Le personnage, malgré l’interprétation forcément grandiose (c’est-à-dire un peu forcée, attendue) de Daniel Day-Lewis, ne parvient pas à habiter le cadre immense (la « grande fresque ») que lui attribue le film. Problème d’échelle. On dit qu’il est fou, et d’ailleurs le personnage type de ces odyssées fonde généralement son empire sur un crime – c’est le sang d’un péché d’orgueil qui d’ordinaire cimente l’escalier de son ascension. Or Plainview n’appartient pas autant qu’on veut le croire à ce type de héros. A-t-il commis un crime ? A-t-il fait son Prométhée ? Non, c’est un entrepreneur, il veut travailler plus et gagner plus, parce que, comme il le dit lui-même, une fois qu’on lui aurait donné un million pour ses concessions, il ne saurait pas bien à quoi occuper ses journées. Alors, quelle est sa folie ? Avoir laissé son fils hurler seul après l’explosion d’un derrick ? Mais de son point de vue c’est peu de choses quand au même moment il réalise qu’un océan de pétrole gronde sous ses pieds. La scène primitive n’est pas un meurtre, non plus un jaillissement de pétrole, mais la vision d’une infiltration lente du pétrole sous la croûte de la terre : quelque chose de petit, lent, absolument pas flamboyant.

There Will Be Blood déjoue donc, à tous les niveaux, les attendus de la « grande fresque ». Son audace est là, surtout. Elle est, au fond, a minima. Ne porte sur rien d’immense, est volontiers centripète, plus que centrifuge.
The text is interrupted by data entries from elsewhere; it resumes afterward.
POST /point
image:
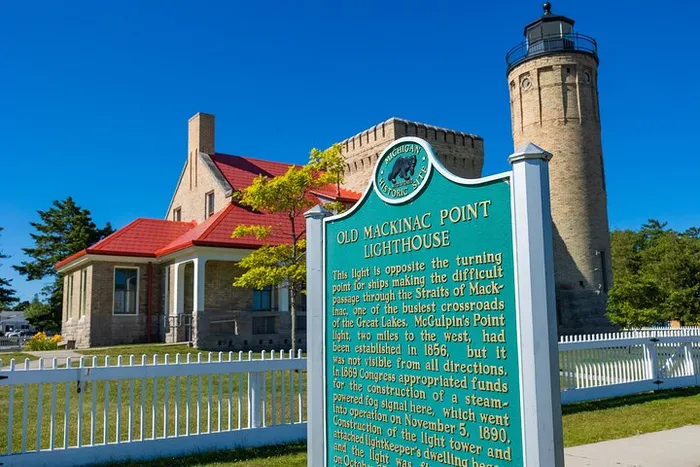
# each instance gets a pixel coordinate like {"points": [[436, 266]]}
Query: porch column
{"points": [[199, 284], [179, 292]]}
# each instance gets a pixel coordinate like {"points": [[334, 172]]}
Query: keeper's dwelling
{"points": [[170, 280]]}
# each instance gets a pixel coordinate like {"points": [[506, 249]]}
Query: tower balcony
{"points": [[572, 42]]}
C’est l’incontestable originalité de ce film curieux, mais pas renversant. Encore un signe, aussi, que la génération frimeuse des années 90 peut se rabattre sur une tonalité mineure, en-dedans, flottante, pas grandiloquente pour un sou. C’était déjà la leçon de Zodiac, c’est encore celle de There Will Be Blood, qui peine davantage, quant à lui, à tailler l’habit qui sied le mieux à cette intériorisation de tout.